Spot Işıklar Altındaki Güzellik: THE NEON DEMON
Danimarkalı yönetmen Nicholas Winding Refn’in tartışma yaratan ve deyim yerindeyse 2016 yılında katıldığı Cannes Film festivalinde büyük skandal olan psikolojik korku filmi olan The Neon Demon; spot ışıklarının arkasındaki acımasız ve rekabetçi dünyanın kapılarını aralıyor.
Çarpıcı sahneleri karşısında nefessiz kalacağınız bir deneyim Neon Demon. Yönetmen Refn’in kullandığı akılalmaz nekrofili ve yamyamlık sahneleri, morlar kırmızıların iç içe geçtiği renk paletleri, elektronik müzikler, sanat tasarımı ve dahası… Tek kelime ile muhteşem! Elle Fanning güzelliği ve göz dolduran oyunculuğunun yanında Abey Lee Kershaw’ın ürkütücü gözleri gibi dikkat çekici detaylar ise filmi doruklara çıkarıyor.

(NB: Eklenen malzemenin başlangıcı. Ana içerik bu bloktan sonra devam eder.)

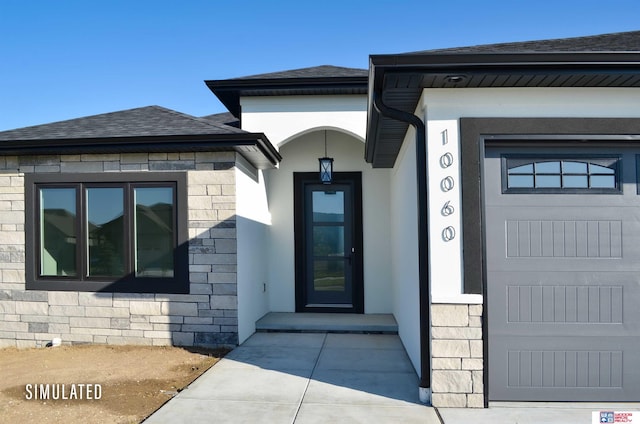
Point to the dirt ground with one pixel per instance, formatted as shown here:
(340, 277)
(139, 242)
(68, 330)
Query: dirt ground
(135, 381)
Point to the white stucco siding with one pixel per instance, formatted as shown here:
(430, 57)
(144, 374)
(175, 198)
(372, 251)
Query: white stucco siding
(404, 249)
(444, 108)
(252, 223)
(301, 155)
(286, 117)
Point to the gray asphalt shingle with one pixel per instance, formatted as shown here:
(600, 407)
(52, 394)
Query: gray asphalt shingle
(615, 42)
(139, 122)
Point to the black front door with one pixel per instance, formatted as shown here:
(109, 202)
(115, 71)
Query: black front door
(328, 233)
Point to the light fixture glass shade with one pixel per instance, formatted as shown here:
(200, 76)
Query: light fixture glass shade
(326, 170)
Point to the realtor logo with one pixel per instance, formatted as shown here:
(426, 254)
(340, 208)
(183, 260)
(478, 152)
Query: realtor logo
(613, 417)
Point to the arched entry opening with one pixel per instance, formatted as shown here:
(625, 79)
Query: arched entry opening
(316, 250)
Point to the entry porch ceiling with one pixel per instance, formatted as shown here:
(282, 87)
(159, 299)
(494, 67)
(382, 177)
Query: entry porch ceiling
(401, 79)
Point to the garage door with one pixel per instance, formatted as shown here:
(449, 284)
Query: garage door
(563, 274)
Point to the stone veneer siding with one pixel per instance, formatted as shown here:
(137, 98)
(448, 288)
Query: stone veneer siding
(457, 356)
(207, 316)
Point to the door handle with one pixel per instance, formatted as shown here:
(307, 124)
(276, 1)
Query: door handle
(349, 257)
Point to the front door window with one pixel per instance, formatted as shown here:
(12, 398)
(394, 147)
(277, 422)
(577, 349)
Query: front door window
(330, 245)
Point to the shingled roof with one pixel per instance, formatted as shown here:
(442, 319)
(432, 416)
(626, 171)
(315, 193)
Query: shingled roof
(139, 122)
(322, 71)
(317, 80)
(145, 129)
(616, 42)
(398, 81)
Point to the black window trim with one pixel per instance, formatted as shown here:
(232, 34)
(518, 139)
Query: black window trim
(178, 284)
(586, 158)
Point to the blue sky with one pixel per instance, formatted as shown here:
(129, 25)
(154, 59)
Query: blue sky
(66, 59)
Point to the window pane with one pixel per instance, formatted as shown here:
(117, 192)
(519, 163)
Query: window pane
(328, 241)
(574, 167)
(575, 181)
(105, 231)
(58, 232)
(603, 181)
(547, 181)
(328, 275)
(154, 231)
(523, 169)
(328, 206)
(548, 167)
(520, 181)
(597, 169)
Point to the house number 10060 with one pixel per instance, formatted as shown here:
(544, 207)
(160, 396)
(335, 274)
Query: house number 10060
(446, 185)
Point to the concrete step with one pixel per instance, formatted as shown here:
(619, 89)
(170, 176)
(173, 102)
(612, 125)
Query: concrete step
(327, 323)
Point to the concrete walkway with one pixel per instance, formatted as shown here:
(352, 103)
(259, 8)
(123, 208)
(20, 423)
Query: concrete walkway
(305, 378)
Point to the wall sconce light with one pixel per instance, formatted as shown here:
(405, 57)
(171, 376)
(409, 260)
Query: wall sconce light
(326, 164)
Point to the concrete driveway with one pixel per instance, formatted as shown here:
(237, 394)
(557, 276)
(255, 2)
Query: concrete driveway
(305, 378)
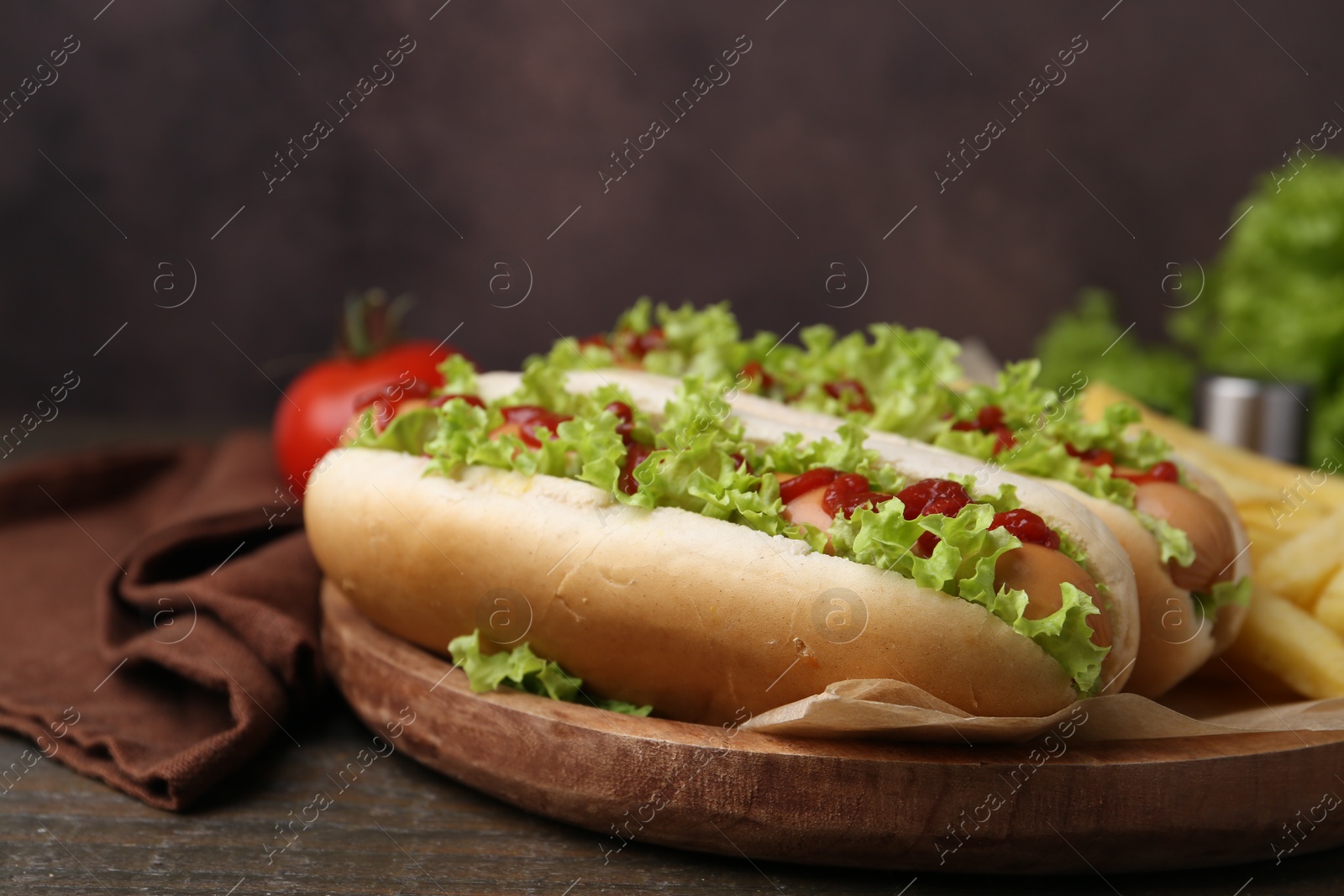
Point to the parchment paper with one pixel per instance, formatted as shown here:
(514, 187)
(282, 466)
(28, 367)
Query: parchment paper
(1211, 705)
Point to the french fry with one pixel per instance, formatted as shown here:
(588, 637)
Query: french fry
(1290, 644)
(1241, 472)
(1330, 606)
(1300, 569)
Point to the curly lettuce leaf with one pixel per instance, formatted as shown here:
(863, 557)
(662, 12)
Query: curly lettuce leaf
(524, 671)
(703, 464)
(459, 376)
(409, 432)
(906, 375)
(1173, 543)
(1223, 594)
(1063, 634)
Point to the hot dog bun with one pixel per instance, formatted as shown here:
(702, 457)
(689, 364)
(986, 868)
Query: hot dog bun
(698, 617)
(1175, 637)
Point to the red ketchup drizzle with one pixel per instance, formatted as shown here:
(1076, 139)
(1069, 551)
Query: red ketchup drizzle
(858, 396)
(1160, 472)
(531, 418)
(990, 421)
(1028, 528)
(633, 347)
(800, 485)
(633, 457)
(850, 492)
(635, 452)
(932, 496)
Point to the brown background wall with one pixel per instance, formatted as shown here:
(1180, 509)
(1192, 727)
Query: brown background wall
(501, 117)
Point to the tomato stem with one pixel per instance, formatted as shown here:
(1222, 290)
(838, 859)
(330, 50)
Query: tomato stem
(371, 322)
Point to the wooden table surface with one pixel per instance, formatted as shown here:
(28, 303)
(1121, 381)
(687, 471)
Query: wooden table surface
(403, 829)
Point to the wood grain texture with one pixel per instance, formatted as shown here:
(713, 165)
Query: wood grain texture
(1105, 808)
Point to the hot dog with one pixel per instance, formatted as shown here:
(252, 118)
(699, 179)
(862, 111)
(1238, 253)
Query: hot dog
(1184, 543)
(680, 580)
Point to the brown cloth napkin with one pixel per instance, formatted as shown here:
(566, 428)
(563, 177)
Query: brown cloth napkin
(158, 614)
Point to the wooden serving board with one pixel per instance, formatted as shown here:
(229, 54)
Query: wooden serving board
(1109, 808)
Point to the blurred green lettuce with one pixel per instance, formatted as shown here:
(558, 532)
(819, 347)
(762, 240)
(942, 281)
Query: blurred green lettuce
(1273, 305)
(1079, 340)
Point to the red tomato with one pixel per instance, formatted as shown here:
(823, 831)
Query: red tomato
(322, 403)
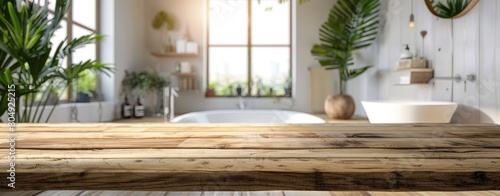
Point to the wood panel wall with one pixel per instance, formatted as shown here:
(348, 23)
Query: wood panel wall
(468, 45)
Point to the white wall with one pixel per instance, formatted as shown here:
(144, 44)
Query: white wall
(191, 15)
(123, 46)
(468, 45)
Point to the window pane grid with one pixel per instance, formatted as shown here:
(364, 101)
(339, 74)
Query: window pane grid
(79, 22)
(269, 57)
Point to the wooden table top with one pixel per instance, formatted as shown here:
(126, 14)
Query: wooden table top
(231, 157)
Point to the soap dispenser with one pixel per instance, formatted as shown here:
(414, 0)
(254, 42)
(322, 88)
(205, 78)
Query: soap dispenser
(406, 54)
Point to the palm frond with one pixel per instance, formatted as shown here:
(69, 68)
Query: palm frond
(351, 25)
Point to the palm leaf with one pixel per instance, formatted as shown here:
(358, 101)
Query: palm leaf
(351, 25)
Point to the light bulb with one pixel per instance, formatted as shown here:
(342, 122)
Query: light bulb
(412, 21)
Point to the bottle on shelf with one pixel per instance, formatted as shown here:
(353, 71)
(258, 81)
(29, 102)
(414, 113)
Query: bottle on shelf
(126, 108)
(138, 109)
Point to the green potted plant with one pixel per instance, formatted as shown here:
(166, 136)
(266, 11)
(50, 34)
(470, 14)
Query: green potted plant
(85, 87)
(31, 61)
(146, 81)
(351, 25)
(165, 22)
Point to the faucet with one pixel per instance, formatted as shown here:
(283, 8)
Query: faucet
(171, 93)
(457, 78)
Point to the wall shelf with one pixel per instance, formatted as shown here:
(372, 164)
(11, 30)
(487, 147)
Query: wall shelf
(173, 55)
(187, 81)
(185, 75)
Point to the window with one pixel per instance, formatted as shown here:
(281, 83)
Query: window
(249, 45)
(80, 20)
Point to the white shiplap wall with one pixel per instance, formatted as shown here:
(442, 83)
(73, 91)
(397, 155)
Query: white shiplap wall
(468, 45)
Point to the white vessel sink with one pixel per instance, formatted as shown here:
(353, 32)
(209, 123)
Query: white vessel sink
(409, 112)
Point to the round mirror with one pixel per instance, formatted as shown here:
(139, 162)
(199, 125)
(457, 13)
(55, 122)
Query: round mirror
(450, 8)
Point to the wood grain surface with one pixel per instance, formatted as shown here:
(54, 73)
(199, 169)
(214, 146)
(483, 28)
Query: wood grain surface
(231, 157)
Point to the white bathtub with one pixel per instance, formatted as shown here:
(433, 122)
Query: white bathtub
(409, 112)
(248, 116)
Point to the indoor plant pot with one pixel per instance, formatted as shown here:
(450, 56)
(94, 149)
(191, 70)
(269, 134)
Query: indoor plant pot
(351, 25)
(339, 106)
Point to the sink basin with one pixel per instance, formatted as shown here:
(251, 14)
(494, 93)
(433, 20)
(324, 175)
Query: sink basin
(409, 112)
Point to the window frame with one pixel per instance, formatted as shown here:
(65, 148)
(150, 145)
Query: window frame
(249, 46)
(69, 36)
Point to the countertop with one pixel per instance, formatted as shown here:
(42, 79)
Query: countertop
(238, 157)
(353, 120)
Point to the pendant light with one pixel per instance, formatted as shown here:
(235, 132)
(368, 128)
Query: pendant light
(411, 24)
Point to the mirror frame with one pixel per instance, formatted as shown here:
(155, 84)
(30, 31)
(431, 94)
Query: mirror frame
(462, 13)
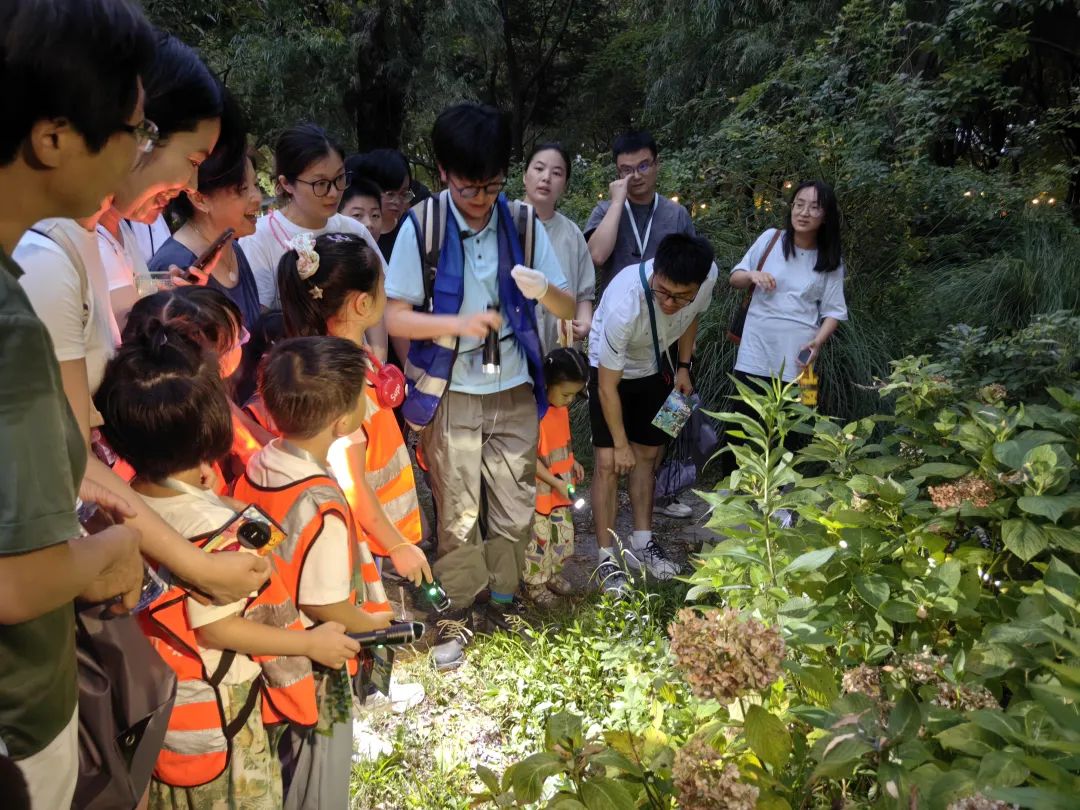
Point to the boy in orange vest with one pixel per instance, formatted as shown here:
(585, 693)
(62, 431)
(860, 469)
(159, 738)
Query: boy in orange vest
(566, 375)
(313, 390)
(240, 666)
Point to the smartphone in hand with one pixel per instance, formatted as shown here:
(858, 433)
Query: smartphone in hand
(208, 255)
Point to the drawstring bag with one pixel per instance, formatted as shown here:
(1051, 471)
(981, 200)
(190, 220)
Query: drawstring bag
(687, 456)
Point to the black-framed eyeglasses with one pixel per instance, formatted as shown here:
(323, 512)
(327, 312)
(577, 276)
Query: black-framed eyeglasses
(146, 134)
(642, 167)
(322, 188)
(663, 295)
(470, 192)
(402, 197)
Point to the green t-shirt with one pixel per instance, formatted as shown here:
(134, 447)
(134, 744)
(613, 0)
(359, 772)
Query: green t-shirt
(42, 460)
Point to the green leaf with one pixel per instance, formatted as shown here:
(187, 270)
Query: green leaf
(564, 729)
(768, 737)
(1051, 507)
(529, 774)
(873, 589)
(809, 561)
(490, 781)
(969, 739)
(1011, 454)
(905, 718)
(1023, 538)
(606, 794)
(900, 610)
(1002, 769)
(939, 470)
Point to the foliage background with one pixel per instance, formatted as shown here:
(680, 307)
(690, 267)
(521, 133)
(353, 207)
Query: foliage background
(950, 129)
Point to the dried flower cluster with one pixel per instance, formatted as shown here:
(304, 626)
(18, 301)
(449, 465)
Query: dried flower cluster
(704, 783)
(925, 670)
(993, 393)
(979, 801)
(969, 488)
(865, 679)
(912, 453)
(723, 657)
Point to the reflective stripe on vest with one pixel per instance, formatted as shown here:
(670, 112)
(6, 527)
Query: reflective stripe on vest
(430, 363)
(301, 509)
(554, 437)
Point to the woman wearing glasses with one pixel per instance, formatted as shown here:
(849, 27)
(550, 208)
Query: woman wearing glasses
(311, 175)
(796, 283)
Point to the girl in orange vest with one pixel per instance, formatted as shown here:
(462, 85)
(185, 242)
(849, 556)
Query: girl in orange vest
(566, 374)
(333, 285)
(313, 390)
(239, 667)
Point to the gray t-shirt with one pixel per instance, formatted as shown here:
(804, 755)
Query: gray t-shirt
(669, 218)
(572, 254)
(781, 321)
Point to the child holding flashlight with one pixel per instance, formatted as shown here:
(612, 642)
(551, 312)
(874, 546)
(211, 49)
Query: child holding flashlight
(566, 374)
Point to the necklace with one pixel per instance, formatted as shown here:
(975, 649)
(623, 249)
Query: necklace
(231, 273)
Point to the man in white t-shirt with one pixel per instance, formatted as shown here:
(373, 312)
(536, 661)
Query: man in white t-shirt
(630, 380)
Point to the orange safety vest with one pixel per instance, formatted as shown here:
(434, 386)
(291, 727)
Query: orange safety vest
(388, 469)
(198, 742)
(555, 453)
(301, 509)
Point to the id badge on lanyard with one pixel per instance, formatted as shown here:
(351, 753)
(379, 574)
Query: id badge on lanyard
(642, 243)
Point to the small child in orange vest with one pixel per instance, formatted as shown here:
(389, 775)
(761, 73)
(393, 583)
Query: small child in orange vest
(239, 667)
(566, 374)
(313, 390)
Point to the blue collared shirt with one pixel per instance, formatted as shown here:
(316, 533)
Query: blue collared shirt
(405, 283)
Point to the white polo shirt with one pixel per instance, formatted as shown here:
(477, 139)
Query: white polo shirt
(621, 337)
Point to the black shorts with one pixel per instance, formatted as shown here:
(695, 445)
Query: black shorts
(640, 401)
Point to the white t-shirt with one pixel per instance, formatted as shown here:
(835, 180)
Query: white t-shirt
(81, 324)
(272, 232)
(572, 253)
(123, 261)
(326, 578)
(621, 337)
(192, 515)
(781, 321)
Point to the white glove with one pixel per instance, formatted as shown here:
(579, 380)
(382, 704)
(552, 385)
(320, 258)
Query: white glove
(532, 283)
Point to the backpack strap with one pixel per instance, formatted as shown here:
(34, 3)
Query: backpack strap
(430, 224)
(525, 219)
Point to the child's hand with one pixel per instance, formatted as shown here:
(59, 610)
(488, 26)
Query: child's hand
(367, 621)
(328, 645)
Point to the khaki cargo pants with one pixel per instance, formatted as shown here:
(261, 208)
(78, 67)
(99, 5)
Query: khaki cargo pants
(483, 443)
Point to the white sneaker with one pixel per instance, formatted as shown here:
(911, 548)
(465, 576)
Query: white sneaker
(611, 578)
(674, 509)
(367, 746)
(652, 559)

Spot ışıkların altındaki dünyaya sinema perdesinden bir bakış atan filminizin konusu ise şöyle:

Film 16 yaşındaki Jesse’nin başarılı bir model olmak için Los Angeles’a taşınması ile başlar. Kendisi gibi sektörde yer edinmeye çalışan amatör bir fotoğrafçı ile çekiminin ardından makyaj odasında tanıştığı makyöz Ruby’den ilk parti davetini alır. Böylelikle ışıkların altındaki dünyaya ilk adımını atmış olur. Partide sektörün başarılı iki modeli Gigi ve Sarah ile tanışır. Güzellik takıntısı olan iki model Jesse’yi gördükleri an güzelliği ve doğallığından büyülenir. Öyle ki bu büyülenme sonrasında estetik operasyonların bir ihtiyaç olduğunu düşünen Gigi ve Sarah için hat safhada bir kıskançlığa dönüşür. Jesse’nin kariyeri sektörün önde gelen fotoğrafçı Jack ile yaptığı çekimden sonra bir anda alev alır. “Güzelliğin her şey değil tek şey.” olduğunu düşünen ünlü moda tasarımcısının şovunda, neon ışıklar üçgenler ve fonda çalan saykodelilik elektronik müzik eşliğinde sahneye çıkar. Bedeninin, yüzünün güzelliğini yansımasında gören Jesse herkes gibi büyülenir. Kendi güzelliği ile adeta hipnotize olan Jesse artık narsistleşmiş ‘onlar’ gibi neon bir şeytana dönüşmüştür. Kaldığı motelde uğradığı tacizden sonra arkadaşı(!) Ruby’yi arar ve ondan yardım ister.
Ruby’nin kaldığı eve gelen Jesse burada da aynı durumu yaşar. Ruby tamamen Jesse’ye sahip olmak için her yolu dener ve aldığı tepki ile öğreniyor ki Jesse çevresine söylediği yaşta değil ve henüz bakire. Bu noktadan sonra ilahî güzelliğinden beslenilmesi gereken bir av haline gelir. Narsistliği ile kör olmuş Jesse yaklaşan tehlikenin farkına varamaz ve evde kalmaya devam eder. Ruby ve onun karşılık bulamamış aşkı; Yönetmenin sarsıcı nekrofili sahnesi ile seyirciye rahatsız edici dakikalar yaşatıyor. Ve artık Ruby Jessi’ye sahip olmak için her şeyi yapmaya hazırdır. Açık bir av haline gelen Jesse sahip olma, kıskançlık, gibi sektörün çarpıcı normları karşısında kurban oluyor. Güzelliği sindirebilenler zirveyi görürken, sindiremeyenler ise bu güzelliğin bedelin hayatları ile ödüyor.